I am currently living in Minot, and would love to get into some spring goose hunting. Until now I have lived in Montana and the goose hunting was awesome along the Missouri. This is my first try at hunting in North Dakota for geese, does anybody have any info for me about where to start, from regs to where to go.


----------



## KEN W (Feb 22, 2002)

Most of the snows will go north,east of Minot on a NW angle.I would suggest you look east of town around Surrey and Granville when the migration is on. The best time is about the first 2 weeks of April.Just follow the location of the birds here and at other sites like waterfowler and refuge forums


----------



## fowlplay (Feb 8, 2003)

Thanks alot for the info, this will give me a place to start. Is permission hard to get and is there alot of public land available to hunt?


----------



## nodakoutdoors.com (Feb 27, 2002)

Hey fowlplay, welcome to the site and North Dakota.

You probably will do almost all of your hunting on private land. The best advice I can give is to be very careful of the roads you choose. A lot of them are very muddy and landowners don't like people tearing them up. Most landowners will let you on in the spring, I don't have any bad experiences in the last 5 years.

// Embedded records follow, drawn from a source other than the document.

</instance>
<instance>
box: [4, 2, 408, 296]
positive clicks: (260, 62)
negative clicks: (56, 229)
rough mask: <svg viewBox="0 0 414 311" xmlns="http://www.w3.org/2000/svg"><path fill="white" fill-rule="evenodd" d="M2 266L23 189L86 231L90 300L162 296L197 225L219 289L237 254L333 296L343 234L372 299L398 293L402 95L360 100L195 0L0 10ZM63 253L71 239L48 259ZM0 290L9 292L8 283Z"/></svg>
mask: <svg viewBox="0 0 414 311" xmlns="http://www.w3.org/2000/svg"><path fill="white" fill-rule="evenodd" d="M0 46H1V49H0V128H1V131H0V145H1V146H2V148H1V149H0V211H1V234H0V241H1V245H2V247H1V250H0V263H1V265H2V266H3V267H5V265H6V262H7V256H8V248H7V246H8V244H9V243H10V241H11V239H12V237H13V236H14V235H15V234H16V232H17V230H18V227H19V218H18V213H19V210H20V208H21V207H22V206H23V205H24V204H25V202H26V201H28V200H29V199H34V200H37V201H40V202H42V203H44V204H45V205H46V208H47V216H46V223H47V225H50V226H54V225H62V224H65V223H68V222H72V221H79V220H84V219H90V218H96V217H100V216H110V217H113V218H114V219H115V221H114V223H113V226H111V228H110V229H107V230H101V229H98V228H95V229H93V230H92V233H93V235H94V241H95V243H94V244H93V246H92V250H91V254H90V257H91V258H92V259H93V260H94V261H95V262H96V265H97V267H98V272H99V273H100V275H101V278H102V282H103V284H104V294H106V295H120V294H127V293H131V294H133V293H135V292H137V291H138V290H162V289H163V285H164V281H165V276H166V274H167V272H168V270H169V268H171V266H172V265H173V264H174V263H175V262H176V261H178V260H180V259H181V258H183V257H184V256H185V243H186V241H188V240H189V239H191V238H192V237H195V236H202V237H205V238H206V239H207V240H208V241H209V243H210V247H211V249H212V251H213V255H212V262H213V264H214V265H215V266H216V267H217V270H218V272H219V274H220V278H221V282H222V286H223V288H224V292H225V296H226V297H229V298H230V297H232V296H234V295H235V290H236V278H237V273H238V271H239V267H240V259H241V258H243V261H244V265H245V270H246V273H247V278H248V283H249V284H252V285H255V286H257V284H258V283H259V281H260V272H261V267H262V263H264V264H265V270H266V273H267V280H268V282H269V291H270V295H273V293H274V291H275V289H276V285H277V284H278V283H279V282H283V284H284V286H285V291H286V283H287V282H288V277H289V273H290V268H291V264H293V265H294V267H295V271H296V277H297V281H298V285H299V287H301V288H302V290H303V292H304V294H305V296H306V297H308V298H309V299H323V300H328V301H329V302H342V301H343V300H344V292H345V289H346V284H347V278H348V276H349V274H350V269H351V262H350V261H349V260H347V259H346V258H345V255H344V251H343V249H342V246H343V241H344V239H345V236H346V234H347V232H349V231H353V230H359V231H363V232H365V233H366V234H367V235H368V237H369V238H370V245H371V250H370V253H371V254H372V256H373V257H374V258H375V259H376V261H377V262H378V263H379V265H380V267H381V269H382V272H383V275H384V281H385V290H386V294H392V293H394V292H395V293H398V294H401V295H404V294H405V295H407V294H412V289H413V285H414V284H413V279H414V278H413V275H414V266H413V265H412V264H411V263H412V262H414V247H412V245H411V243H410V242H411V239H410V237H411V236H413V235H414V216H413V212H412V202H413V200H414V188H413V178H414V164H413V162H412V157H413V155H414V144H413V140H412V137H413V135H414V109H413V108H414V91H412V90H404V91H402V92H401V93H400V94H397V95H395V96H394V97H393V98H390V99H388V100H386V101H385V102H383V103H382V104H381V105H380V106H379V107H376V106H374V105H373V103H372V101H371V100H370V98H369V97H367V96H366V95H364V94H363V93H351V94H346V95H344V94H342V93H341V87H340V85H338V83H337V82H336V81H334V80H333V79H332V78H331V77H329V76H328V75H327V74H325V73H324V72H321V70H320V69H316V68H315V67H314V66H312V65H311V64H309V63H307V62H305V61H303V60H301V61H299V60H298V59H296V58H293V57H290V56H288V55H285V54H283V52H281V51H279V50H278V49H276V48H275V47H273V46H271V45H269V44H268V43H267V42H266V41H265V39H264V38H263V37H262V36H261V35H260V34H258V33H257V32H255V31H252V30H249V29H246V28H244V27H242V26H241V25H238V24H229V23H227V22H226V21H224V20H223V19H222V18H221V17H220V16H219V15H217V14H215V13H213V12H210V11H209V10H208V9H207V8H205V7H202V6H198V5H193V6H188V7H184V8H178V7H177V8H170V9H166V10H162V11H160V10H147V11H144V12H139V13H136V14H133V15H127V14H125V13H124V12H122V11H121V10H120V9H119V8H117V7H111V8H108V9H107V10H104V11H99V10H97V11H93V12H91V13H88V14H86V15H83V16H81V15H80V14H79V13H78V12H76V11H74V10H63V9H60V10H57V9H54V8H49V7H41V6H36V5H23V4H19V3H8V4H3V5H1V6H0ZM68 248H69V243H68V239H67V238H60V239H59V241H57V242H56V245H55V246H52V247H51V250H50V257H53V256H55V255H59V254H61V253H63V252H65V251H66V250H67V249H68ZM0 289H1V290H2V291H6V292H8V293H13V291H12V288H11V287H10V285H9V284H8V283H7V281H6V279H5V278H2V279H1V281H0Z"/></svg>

At this moment in time, I'd say Northern North Dakota has the best snowline in the whole flyway (with a month to go of course), so you might be in snow goose paradise for up to 3-4 weeks if the weather plays out right. The amount of waterfowl on the snowline can be mind boggling...so I recommend bringing a camera as well.


----------



## KEN W (Feb 22, 2002)

There is quite a bit of snow north of Minot.Which will slow the birds down once they get this far.Like Chris said it can be very muddy.Last year we had no trouble getting around up here as there was little snow.I would expect we will have to walk into the fields because of all the snow.


----------



## fowlplay (Feb 8, 2003)

Thanks alot for the info guys, just one more qick question. I have never hunted for snows before, so I am now looking for some deks. I know they get hunted hard with rags, would I be alright with a few hundred rags or should I stick with the shells, and full bodies. Thanks alot guys.


----------